March 3, 2011 (La Mesa) -- The Grossmont Healthcare District (GHD), a taxpayer-supported public agency that serves as landlord of Grossmont Hospital in La Mesa, has announced the sale of $136,860,000 in general obligation (G.O.) bonds to both institutional and retail investors in the U.S. municipal bond market. The bond proceeds will help provide ongoing financing for a number of capital improvement construction projects planned over the next several years at the publicly owned hospital.
GHD said its bonds were sold in about two hours on Wednesday, Feb. 23. Bond sales have been known to take up to several weeks due to market volatility. However, GHD officials said the District’s financial stability and a favorable rating from Moody’s Investor Services got investors’ swift attention.
GHD’s bonds received a rating of “Aa2,” which ranks near the top of Moody’s 10-tier scale, with “AAA,” as the highest rating possible. The U.S. government, for instance, has a Triple-A rating. Moody’s is a recognized and widely utilized independent source for credit ratings on debt involving sovereign nations, corporations and municipalities.
“The strong rating was a real plus for local taxpayers because it affirmed the creditworthiness of the bonds, as well as the utmost confidence by institutional investors in the District’s financial stability,” said Debbie McElravy, 2011 GHD board president. “The high rating also helped lower the bond sale transaction and interest costs so that bond proceeds will go further for infrastructure upgrades and patient improvements at the hospital.”

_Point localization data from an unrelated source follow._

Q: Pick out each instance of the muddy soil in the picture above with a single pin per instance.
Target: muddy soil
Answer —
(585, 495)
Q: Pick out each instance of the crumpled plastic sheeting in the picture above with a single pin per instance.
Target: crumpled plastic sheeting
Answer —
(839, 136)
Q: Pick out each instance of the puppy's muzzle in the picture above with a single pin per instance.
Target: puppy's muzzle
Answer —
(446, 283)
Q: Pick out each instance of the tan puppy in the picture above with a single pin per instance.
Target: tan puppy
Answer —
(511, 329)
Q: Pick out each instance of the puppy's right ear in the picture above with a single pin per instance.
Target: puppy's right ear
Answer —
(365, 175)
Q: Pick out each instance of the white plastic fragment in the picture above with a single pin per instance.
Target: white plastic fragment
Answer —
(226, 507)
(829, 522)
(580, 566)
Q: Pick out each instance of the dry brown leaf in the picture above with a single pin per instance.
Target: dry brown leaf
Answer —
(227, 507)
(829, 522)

This is the second time that GHD has sold G.O. bonds to help pay for improvements at the hospital. In 2007, GHD sold $85.6 million in bonds, and a third sale of approximately $24 million in bonds is tentatively scheduled for 2014, depending on construction progress and market conditions. In 2007, it was the first time since the hospital opened in 1955 that G.O. bonds had been sold to fund construction improvements at the regional medical complex. About $41 million of the $85.6 million in bonds was spent to build-out three patient care floors located directly above the hospital’s existing Emergency Department and Intensive Care Unit. The 75,000-square-foot expansion, which opened in September 2009, included 90 new patient beds consisting of 24 intensive care beds on one floor and 66 medical/surgical beds on two other floors. The addition brought the total bed count at the hospital to 536.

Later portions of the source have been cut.